En la documentación están todas las respuestas de los responsables. ¡Cuánta impotencia la de los familiares de los desaparecidos de aquel entonces! Por eso nos parece que la edición de esta documentación por la Editorial Madres de Plaza de Mayo será otro paso adelante para dejar aun más en descubierto en toda su brutalidad lo que fue ese período argentino y el fracaso de la mayoría de los que se titulaban como representantes de los intereses de la sociedad. Por eso este libro que editarán las Madres será una prueba de lo que fue el clima de miedo y de crimen oficial desatado. El poder leer con nombre y apellido a todos los que miraron para otro lado en vez de cumplir con sus obligaciones éticas fundamentales.

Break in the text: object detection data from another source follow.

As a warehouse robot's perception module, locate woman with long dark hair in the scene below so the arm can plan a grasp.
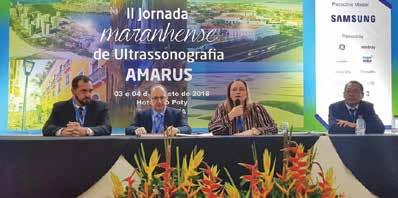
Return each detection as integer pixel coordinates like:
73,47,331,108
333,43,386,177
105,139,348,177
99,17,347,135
209,79,278,136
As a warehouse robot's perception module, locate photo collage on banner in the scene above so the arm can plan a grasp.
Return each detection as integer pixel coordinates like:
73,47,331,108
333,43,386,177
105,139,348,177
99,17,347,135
8,0,304,131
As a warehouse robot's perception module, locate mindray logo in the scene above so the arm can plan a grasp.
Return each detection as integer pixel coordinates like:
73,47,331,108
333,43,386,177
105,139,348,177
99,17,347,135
330,14,376,23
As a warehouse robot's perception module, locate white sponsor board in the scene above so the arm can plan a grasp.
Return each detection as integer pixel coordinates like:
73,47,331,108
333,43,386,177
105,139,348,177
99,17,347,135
315,0,392,125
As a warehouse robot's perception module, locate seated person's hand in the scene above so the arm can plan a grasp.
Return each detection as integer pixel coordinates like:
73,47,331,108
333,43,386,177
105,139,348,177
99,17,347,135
165,126,180,136
66,122,80,129
60,127,74,137
337,120,357,128
135,127,147,136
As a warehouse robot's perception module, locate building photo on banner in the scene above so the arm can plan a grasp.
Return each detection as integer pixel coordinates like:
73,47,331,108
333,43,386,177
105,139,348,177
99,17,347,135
0,0,398,197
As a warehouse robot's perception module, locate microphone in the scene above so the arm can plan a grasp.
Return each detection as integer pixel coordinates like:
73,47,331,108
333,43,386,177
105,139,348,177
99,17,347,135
235,99,240,107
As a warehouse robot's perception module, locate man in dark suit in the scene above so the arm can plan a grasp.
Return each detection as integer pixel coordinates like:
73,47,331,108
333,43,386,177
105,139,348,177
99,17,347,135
43,75,112,137
329,81,384,134
126,84,191,136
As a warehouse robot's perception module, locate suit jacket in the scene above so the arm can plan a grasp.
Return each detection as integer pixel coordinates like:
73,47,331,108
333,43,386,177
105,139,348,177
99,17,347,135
329,100,385,134
126,107,192,135
43,99,112,136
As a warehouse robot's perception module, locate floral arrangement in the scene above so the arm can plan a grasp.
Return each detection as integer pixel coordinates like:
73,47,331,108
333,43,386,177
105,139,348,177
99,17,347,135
111,129,344,198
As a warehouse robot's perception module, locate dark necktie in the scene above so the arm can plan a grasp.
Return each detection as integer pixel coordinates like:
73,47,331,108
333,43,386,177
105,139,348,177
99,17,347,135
348,108,357,122
155,113,163,133
236,116,244,132
78,107,84,126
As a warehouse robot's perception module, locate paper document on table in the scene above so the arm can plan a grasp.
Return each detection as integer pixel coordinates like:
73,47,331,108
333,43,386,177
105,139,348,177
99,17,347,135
176,133,213,137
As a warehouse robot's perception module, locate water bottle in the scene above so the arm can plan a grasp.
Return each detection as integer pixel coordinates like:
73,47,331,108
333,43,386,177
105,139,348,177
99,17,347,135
279,122,289,134
355,115,366,135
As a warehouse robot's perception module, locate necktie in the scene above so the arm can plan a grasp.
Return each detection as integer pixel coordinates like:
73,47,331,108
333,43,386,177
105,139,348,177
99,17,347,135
155,113,163,133
78,107,84,126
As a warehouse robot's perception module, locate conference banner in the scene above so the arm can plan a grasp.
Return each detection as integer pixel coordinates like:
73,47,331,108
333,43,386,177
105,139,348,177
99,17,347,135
315,0,392,125
4,0,304,130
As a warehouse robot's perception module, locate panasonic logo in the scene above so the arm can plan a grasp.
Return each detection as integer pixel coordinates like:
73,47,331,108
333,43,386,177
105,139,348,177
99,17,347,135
330,14,376,23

Pero, como decíamos, finalmente los crueles quedan para siempre condenados por la Historia. Los crímenes quedan develados por más oficiales que sean y por más que los cometan los poderosos.

Acaba de producirse un hecho que ha puesto contenta a toda la Europa democrática. Por primera vez, el gobierno turco ha reconocido uno de los tantos crímenes cometidos contra los armenios. Fue título de página en muchos diarios europeos: “Turquía culpable”. Se trata del asesinato cometido contra el periodista armenio Hrant Dink. Este periodista fue asesinado a tiros en la calle. Horas antes, un juzgado turco lo había acusado de “ofender a Turquía” y condenado a tres años de prisión. El periodista había denunciado el genocidio armenio cometido por Turquía a principios del siglo pasado, justamente con esa palabra: genocidio. Después de la condena, el periodista fue asesinado, a pesar de que iba custodiado por policías turcos.

Ayer se informó que el gobierno turco va a reconocer –ante el Juzgado Europeo de Estrasburgo– su responsabilidad de no haber ofrecido más seguridad al periodista, facilitando así su asesinato. Es tal vez un pequeño paso hacia el reconocimiento de ese genocidio que costó la vida de un millón y medio de hombres, mujeres y niños armenios.

Pasos hacia adelante en un mundo cargado de violencias creadas siempre por las injusticias sociales y el ansia de poder.